The 240 metre long timber jetty fell victim to the force of Tropical Cyclone Yasi in 2011, which called for the Queensland Government’s Department of Transport and Main Roads (DTMR) to commission Bligh Tanner to investigate the condition of the heritage-listed structure and report on options for its future use.
Bligh Tanner’s role progressed to the full documentation of repairs for rebuilding the structure to withstand a category five cyclone, all the while balancing the requirements of various stakeholders including the local community, Queensland Heritage Council, DTMR and the Great Barrier Reef Marine Park Authority.

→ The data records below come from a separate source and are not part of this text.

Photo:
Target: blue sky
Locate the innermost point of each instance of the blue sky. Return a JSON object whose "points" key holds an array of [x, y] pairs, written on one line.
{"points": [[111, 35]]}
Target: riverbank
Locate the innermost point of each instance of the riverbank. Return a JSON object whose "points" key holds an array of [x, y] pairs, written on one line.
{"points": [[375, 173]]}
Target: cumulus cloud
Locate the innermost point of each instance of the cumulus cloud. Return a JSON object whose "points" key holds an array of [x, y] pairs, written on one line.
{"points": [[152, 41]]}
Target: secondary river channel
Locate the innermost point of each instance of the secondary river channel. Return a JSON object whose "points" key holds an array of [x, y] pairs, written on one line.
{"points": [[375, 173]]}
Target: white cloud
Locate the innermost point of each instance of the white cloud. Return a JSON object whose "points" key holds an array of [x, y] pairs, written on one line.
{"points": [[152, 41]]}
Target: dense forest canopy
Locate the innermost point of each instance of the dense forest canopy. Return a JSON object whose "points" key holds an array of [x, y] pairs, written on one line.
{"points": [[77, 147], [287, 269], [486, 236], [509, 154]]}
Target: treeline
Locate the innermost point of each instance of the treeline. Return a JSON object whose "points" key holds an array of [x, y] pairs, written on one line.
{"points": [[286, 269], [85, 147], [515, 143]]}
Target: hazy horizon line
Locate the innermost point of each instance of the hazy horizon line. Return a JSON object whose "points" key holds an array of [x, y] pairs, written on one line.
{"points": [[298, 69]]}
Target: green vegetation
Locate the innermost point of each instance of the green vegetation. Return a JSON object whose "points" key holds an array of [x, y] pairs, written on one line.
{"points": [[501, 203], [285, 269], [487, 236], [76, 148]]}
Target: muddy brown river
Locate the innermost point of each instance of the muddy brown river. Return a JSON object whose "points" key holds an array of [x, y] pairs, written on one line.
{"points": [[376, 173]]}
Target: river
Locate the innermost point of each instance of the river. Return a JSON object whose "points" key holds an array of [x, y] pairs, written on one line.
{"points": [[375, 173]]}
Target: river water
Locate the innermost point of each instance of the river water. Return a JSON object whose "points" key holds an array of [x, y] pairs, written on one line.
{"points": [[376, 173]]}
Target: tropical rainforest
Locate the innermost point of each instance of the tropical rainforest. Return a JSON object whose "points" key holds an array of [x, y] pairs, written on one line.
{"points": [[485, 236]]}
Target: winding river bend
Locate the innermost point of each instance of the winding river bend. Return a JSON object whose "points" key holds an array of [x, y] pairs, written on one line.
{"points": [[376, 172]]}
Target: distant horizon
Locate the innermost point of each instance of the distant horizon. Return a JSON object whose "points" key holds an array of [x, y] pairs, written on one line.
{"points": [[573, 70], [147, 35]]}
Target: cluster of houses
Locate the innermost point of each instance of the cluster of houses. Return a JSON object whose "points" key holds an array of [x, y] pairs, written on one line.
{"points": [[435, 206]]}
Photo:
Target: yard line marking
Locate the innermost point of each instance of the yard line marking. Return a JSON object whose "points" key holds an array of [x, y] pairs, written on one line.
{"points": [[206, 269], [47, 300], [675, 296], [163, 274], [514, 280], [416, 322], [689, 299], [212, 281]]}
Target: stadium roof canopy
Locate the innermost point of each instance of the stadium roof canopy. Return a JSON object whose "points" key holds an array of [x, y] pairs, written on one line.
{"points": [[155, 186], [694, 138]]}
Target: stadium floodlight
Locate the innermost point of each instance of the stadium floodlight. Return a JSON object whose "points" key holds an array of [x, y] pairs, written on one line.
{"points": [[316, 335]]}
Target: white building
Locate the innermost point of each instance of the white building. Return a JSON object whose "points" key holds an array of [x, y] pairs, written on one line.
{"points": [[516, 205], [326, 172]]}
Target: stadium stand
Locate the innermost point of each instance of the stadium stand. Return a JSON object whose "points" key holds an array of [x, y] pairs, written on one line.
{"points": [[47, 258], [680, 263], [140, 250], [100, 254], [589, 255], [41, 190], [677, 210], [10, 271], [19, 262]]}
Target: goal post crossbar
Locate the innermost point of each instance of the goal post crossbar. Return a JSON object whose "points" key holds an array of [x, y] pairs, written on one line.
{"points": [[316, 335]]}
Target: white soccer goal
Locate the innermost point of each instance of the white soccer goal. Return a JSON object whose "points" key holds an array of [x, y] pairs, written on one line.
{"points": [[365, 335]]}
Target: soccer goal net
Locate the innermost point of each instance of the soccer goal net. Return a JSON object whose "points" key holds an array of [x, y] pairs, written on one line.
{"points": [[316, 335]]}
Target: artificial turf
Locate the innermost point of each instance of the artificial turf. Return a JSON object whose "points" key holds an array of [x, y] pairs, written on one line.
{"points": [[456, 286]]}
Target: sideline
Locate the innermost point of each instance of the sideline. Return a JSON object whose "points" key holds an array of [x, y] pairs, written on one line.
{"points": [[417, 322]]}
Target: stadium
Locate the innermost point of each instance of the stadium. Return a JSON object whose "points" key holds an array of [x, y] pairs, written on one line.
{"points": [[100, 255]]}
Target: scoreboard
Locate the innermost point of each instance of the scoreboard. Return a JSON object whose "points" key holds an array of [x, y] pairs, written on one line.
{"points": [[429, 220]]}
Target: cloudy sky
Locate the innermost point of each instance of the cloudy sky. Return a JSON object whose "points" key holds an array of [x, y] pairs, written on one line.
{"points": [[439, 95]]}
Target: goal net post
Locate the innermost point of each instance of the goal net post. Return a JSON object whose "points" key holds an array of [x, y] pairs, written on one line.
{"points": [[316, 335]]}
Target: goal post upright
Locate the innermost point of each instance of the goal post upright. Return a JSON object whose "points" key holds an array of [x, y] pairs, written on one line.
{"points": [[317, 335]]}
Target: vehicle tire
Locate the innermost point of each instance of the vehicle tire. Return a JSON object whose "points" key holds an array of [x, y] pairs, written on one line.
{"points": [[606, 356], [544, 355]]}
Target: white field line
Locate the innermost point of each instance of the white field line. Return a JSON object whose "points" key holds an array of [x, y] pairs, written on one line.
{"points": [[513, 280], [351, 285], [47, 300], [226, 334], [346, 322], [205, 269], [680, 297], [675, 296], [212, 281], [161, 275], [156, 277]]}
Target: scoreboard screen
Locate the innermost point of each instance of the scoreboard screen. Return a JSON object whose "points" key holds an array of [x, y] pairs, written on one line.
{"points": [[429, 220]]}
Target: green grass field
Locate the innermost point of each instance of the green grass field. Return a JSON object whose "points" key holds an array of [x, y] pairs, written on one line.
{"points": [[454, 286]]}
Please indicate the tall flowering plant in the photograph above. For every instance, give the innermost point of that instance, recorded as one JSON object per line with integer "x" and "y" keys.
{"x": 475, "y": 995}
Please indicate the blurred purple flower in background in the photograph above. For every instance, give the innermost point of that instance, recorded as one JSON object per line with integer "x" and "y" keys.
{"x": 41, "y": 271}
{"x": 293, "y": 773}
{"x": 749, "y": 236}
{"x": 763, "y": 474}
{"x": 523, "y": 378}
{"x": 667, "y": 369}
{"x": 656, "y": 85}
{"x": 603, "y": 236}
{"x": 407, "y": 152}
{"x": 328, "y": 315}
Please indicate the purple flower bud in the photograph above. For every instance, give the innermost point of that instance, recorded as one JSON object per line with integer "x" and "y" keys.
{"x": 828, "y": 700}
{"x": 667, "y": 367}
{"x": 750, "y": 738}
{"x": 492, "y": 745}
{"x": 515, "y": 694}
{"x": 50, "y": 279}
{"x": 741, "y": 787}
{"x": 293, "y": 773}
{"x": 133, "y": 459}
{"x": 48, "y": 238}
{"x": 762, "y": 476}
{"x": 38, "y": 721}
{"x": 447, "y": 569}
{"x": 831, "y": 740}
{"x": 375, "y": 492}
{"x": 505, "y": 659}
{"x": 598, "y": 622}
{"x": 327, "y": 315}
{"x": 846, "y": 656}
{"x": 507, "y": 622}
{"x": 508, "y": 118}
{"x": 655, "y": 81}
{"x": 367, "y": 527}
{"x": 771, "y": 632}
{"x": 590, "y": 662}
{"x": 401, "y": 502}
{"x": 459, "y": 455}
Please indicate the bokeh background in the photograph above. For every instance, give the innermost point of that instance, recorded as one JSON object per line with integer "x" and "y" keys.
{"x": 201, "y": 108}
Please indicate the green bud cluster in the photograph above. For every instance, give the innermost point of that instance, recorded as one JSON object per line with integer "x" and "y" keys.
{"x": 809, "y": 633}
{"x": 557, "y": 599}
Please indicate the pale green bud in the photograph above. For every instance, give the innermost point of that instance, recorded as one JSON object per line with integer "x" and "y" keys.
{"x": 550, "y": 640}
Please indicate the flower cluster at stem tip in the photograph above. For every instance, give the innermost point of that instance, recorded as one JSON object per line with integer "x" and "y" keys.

According to Associate Director of Bligh Tanner, Simon Kochanek, the severe and aggressive conditions that the jetty is exposed to and its deteriorated and damaged condition posed several issues that needed to be resolved through the design and construction stages of the project.
“Repairs needed to be carefully detailed to minimise corrosion rates and decay of timber elements exposed to fungi and marine borers,” he said.
“These repairs, along with material specifications and coating systems, were carefully detailed and documented to maximum service life in the harsh conditions.”
It is believed some of the repair techniques adopted on the jetty by Bligh Tanner are an Australia-first which included the rebuilding and splicing of a new steel tube support over an existing broken timber pile six metres below water level.
Other underwater repairs included the strengthening of existing timber piles in-situ and reinstatement and grouting of the concrete collar that surrounded the timber piles to prevent access to the timber from marine borers.
Epoxy repairs were also carefully developed and trialled to rejuvenate and strengthen the timber pile to bearer connections at the head of the jetty.
“The repairs undertaken will help to preserve an important heritage and tourist attraction and community asset for North Queensland. The local community are particularly proud of the jetty and the historical importance it has played in the development of Magnetic Island over the last 50 years,” Kochanek said.
From its construction in 1959 through to the mid 2000s, the Picnic Bay Jetty was used as the primary ferry terminal and access point to Magnetic Island. In more recent times it has transitioned into a recreational jetty and tourist attraction for the island.
The jetty reopened to the public on 23 December 2014.